Entre devoir et appréhension
Les réticences des médecins ne sont pas nouvelles. En 2015, une thèse de médecine réalisée à l'Université de La Réunion par une généraliste s'était penchée sur la question. Sur les 97 médecins interrogés, près d'un sur cinq (19,6%) se disait prêt à ne pas répondre à un appel lancé à bord d'un avion. Les principaux freins évoqués étaient la crainte d'engager sa responsabilité, le stress lié à un environnement inhabituel, la peur de méconnaître une pathologie grave, la prise de décision en solitaire, les difficultés de collaboration avec la téléassistance médicale et une connaissance insuffisante du cadre juridique applicable aux interventions en vol.
Ces préoccupations restent très présentes aujourd'hui. Sur les forums professionnels et les réseaux sociaux, de nombreux médecins racontent qu'ils espèrent d'abord voir se lever un urgentiste ou un anesthésiste avant de réaliser qu'ils sont parfois le seul médecin à bord. D'autres reconnaissent redouter davantage les conséquences médico-légales d'une erreur que l'urgence elle-même.
La question de l'alcool revient également régulièrement. Certains médecins expliquent avoir renoncé à intervenir après avoir consommé plusieurs verres durant un vol. Le Pr Melot nuance toutefois cette idée. « Un médecin présent sur les lieux d'un incident peut, en principe, intervenir spontanément, même s'il a consommé de l'alcool, à condition que ses facultés ne soient pas altérées. » En revanche, « s'il se trouve dans un état tel que son intervention pourrait être inappropriée ou risquée, il doit faire preuve de discernement et se limiter à l'organisation de l'assistance sans prendre part active aux soins. »
Le commandant garde la main
En avion, le médecin ne décide pas seul d'un éventuel déroutement. Son rôle consiste à examiner le patient, à conseiller l'équipage et, le cas échéant, à échanger avec le médecin de permanence au sol auquel recourent de nombreuses compagnies aériennes. La décision finale appartient au commandant de bord.

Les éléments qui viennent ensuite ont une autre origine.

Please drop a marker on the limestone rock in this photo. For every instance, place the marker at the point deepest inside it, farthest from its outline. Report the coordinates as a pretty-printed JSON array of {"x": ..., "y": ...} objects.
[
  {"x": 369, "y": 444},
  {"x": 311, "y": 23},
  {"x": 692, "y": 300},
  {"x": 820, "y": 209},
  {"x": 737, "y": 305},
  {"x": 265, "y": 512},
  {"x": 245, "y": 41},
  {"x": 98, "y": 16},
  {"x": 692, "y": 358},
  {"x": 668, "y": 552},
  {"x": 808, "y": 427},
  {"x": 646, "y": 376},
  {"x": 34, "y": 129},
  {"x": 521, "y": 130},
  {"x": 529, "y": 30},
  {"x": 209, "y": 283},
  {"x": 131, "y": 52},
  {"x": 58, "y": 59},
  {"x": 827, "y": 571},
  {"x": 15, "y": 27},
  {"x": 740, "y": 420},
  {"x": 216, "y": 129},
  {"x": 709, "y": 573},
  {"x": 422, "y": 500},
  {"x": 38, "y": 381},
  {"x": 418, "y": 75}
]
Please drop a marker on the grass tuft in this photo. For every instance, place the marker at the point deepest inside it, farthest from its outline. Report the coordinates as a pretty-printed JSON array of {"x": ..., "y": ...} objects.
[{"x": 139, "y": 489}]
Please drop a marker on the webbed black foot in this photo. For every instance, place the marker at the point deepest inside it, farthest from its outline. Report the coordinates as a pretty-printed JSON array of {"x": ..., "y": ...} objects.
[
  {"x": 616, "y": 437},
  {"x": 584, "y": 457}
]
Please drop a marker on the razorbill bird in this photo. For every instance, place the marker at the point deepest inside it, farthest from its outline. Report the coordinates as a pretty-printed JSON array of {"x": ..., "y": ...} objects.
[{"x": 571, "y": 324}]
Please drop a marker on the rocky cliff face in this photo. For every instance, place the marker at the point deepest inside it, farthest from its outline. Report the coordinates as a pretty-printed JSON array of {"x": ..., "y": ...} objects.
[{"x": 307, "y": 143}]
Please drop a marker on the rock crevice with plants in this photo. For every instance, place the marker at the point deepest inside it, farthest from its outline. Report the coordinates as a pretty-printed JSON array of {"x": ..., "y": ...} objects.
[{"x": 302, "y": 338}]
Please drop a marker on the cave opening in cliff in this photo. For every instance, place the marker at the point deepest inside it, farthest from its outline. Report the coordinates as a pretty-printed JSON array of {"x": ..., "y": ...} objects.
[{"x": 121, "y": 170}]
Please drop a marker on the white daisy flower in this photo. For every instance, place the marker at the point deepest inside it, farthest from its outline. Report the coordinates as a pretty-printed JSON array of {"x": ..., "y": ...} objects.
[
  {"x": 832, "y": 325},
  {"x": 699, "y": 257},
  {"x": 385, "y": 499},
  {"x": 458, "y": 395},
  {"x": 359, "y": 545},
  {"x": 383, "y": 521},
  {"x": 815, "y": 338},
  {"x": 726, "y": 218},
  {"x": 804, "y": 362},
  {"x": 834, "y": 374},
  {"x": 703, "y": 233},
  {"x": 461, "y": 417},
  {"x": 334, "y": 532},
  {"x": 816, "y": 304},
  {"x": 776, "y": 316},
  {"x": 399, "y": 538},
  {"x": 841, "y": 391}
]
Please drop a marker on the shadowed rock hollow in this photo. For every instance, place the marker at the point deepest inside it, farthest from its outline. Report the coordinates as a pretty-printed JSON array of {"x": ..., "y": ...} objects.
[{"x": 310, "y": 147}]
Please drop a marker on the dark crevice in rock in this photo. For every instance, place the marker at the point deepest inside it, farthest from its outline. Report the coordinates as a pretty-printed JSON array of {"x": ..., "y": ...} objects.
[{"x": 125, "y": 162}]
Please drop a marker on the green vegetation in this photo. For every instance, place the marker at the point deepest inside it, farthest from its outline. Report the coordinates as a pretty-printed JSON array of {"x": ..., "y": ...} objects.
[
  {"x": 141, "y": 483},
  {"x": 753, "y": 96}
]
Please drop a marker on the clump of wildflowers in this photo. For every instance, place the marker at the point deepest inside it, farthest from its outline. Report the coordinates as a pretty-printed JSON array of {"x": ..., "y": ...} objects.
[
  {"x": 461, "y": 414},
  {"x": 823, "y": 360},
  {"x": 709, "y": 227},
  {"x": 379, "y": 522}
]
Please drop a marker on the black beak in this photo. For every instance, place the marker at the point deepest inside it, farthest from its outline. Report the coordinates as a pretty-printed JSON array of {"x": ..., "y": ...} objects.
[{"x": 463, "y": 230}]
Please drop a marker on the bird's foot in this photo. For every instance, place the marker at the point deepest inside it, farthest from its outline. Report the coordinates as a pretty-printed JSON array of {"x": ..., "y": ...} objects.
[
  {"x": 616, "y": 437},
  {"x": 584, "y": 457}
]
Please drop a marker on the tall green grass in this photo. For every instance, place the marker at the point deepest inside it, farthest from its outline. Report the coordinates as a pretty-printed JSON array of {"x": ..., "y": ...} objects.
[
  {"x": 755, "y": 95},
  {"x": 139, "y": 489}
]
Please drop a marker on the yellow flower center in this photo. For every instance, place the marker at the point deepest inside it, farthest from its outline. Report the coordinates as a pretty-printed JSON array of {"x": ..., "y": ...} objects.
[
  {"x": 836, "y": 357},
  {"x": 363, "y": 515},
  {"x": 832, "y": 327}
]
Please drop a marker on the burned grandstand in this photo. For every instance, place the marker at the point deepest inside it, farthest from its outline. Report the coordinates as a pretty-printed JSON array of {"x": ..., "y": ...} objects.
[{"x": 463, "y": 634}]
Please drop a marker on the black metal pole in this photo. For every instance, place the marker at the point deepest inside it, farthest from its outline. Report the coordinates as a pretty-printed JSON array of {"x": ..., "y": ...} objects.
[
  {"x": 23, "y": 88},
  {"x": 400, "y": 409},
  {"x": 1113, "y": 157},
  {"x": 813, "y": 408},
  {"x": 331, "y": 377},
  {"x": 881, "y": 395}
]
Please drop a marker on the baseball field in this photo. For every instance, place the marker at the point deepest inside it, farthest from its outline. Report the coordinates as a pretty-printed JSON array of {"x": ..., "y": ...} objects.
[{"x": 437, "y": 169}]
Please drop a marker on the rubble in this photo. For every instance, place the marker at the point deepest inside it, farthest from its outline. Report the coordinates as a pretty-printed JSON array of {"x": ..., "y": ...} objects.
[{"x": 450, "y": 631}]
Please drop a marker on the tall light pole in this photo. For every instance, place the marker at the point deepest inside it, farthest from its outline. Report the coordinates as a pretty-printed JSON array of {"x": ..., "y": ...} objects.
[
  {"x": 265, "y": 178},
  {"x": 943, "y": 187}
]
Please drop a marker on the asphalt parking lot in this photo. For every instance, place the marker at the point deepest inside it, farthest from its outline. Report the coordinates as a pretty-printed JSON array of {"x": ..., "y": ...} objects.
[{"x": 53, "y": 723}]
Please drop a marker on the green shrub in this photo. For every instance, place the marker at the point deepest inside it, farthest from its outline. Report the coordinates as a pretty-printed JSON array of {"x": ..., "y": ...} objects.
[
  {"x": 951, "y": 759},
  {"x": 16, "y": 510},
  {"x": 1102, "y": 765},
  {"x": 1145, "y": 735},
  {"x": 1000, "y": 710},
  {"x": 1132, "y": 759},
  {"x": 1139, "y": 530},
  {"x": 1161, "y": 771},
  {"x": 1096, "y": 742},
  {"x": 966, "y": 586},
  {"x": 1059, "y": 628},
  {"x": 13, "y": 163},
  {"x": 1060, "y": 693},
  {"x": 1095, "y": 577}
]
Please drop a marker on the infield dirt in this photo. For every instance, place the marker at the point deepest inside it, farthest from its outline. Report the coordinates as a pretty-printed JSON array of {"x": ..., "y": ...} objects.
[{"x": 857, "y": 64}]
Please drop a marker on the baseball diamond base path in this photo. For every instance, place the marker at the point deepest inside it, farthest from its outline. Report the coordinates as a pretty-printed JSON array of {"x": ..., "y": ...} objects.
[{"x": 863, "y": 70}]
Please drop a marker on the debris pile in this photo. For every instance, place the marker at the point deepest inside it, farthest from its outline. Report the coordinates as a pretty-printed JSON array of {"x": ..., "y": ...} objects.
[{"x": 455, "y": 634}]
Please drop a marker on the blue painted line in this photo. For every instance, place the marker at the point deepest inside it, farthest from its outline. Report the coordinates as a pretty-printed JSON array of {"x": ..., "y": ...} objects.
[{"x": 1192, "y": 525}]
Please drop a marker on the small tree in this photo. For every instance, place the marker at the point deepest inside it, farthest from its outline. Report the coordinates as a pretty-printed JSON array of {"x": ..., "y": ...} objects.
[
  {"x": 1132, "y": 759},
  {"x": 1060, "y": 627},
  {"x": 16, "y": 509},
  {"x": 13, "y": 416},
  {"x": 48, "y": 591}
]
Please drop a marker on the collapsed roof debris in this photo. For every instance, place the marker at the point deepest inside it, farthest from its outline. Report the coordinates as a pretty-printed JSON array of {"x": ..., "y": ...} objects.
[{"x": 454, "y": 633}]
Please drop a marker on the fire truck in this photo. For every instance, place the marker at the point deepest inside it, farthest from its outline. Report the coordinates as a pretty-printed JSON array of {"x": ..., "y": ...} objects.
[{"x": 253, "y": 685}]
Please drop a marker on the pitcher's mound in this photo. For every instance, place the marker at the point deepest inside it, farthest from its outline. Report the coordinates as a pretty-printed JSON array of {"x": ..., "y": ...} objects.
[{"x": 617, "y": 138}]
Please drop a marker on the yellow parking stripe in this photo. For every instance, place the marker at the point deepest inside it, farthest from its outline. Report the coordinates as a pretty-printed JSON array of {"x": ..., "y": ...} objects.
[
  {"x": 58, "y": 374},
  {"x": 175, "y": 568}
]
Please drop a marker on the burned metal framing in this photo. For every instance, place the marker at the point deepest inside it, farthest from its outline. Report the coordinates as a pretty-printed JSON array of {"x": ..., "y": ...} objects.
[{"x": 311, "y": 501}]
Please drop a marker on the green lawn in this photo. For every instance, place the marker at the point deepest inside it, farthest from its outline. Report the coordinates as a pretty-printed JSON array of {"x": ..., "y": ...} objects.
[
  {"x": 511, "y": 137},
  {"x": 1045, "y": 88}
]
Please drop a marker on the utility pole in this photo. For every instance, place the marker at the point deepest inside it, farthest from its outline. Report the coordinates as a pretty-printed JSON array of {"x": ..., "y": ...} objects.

L'épisode survenu en novembre 2024 avec la présidente de la Commission européenne, Ursula von der Leyen, médecin de formation, venue porter assistance à un passager lors d'un vol Zurich-Bruxelles, a rappelé que cette situation peut concerner n'importe quel praticien, qu'il soit généraliste, spécialiste… ou responsable politique.
Le vice-président de l'Ordre recommande également au médecin de documenter, dans la mesure du possible, les circonstances de son intervention, notamment en cas d'incident ou de plainte ultérieure.









Derniers commentaires
Laure Gilis
10 aout 2026il y a une formation à la lufthansa qui s'appelle doctor on board , organisée pour ce genre de situation , pour ne pas être pris au dépourvu
Françoise KRUYEN
07 aout 2026Je me souviens d'avoir été sollicitée de cette façon dans un avion il y a de nombreuses années. L'hôtesse de l'air m'a conduite auprès d'un homme qui était agité de spasmes et inconscient. L'équipage avait reçu mission de surveiller cet homme qu'elle m'a dit être épileptique.
Je ne vous dis pas la lamentable trousse de secours mise à ma disposition où j'ai quand même trouvé une ampoule de valium. Au moment de pratiquer l'injection j'ai découvert que ce personnage avait autour du poignet une gourmette qui stipulait "I AM DIABETIC" .
L'hôtesse avait confondu épileptique et diabétique...
J'ai donc changé mon traitement en fonction de ces nouvelles infos et le patient a repris conscience.
Je me suis jurée de ne plus jamais me faire prendre à un piège pareil!